I am showing the contradiction I have stumbled upon in the following image:
EDIT:
I made a simple mistake in the image above. The first permutation should be $(321)$. Then everything checks out and there is no contradiction.
On
Note that the dihedral group $D_3$ is given by $$\{1,a,a^2,b,ab,a^2b\}$$ where $a$ is understood to be the rotation over $120$ degrees and $b$ is the 'flip' over a diagonal.
Similarly, $S_3$ is given by $$\{Id,(123),(132),(12),(13),(23)\}.$$
Let $\phi\colon D_3\to S_3$ be the map determined by $\phi(a)=(123)$ and $\phi(b)=(12)$. Note that if we want $\phi$ to be a group homomorphism, we must set $\phi(a^ib^j)=\phi(a)^i\phi(b)^j$. I leave it to you to verify that $\phi$ yields a well-defined group homomorphism. Furthermore, it is then easy to show that $\phi$ is either injective or surjective (once you show one, the other automatically follows as $\phi$ is map from a set with 6 elements to a set with 6 elements).
Also, note that I used the shorter cycle notation for permutation. I recommend looking up this shorthand notation if you have not seen it before.
On
There's an indirect way to show that $S_3$ and $D_3$ are isomorphic which is not generalizable and somewhat lengthy but, imho, still worth pointing to at a student beginning a journey in group theory.
By working directly with the multiplication tables is straightforward to construct by hand groups of small order. For instance, it is rather trivial to show that there is only one group of order $2$, $3$ or $5$ which turn out to be cyclic. Also one easily reckons the possibility of two groups of order $4$, both commutative.

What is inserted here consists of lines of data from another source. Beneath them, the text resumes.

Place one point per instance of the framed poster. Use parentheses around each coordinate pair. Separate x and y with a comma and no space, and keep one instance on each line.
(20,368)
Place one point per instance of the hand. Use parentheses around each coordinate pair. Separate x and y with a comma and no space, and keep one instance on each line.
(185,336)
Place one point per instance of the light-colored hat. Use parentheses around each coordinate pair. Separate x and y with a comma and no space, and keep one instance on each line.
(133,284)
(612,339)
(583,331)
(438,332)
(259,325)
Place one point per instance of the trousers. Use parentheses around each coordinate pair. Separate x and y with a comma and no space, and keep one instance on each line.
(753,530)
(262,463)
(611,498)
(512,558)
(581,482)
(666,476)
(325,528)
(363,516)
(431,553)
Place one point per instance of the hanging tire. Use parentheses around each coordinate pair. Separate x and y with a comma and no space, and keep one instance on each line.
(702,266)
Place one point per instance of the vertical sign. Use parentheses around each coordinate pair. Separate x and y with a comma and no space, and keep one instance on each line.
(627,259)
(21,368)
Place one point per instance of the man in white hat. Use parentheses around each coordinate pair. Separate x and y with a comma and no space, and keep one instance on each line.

The analysis of the possibile situations involving 6 elements is slightly more complicated but eventually one should convince oneself that there are only two possibilities: a cyclic group with $6$ elements and a non commutative group $G_6$, the smallest possible non-commutative group.

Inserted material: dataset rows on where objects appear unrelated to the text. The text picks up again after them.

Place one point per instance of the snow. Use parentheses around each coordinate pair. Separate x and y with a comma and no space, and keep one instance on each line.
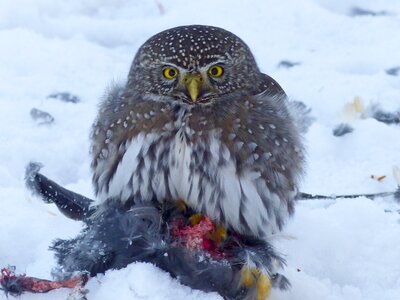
(336,249)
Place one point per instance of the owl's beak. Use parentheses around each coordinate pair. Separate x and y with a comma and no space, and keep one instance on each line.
(193,83)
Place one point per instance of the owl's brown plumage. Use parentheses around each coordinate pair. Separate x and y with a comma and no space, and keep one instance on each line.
(197,121)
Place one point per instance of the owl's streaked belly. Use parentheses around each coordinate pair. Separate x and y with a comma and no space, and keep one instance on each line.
(169,167)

Now $D_3$ and $S_3$ have $6$ elements each and are non-commutative, so they must both be instances of this group $G_6$ and so they must be isomorphic.
Actually, you just made a simple mistake. Your first permutation (the rotation) should be $$ \begin{bmatrix}1&2&3\\3&1&2\end{bmatrix} = (132) $$ With this, the equation checks out.
So you shouldn't think what you wrote in a comment: "I incorrectly assumed that every symmetry of equilateral triangle should correspond to a geometrically motivated permutation." Actually you were right from the beginning. The isomorphisms between $D_6$ and $S_3$ are given naturally by the way the geometric transformations permute the numbered corners. ("Isomorphisms" in plural because we have freedom in the way we number the corners.)
Of course, to formally prove they are isomorphic, you need to get a bit more technical, like in the other answers. A way to formalize this conceptual argument is to note/show that $D_6$ acts faithfully on the three corners. This implies that the action gives rise to an injective homomorphism $D_6\to S_3$, and since the groups are of equal finite order, it's an isomorphism.
Edit: Woops, now I’m the one who messed up! I fixed the cycle notation, should be fine now.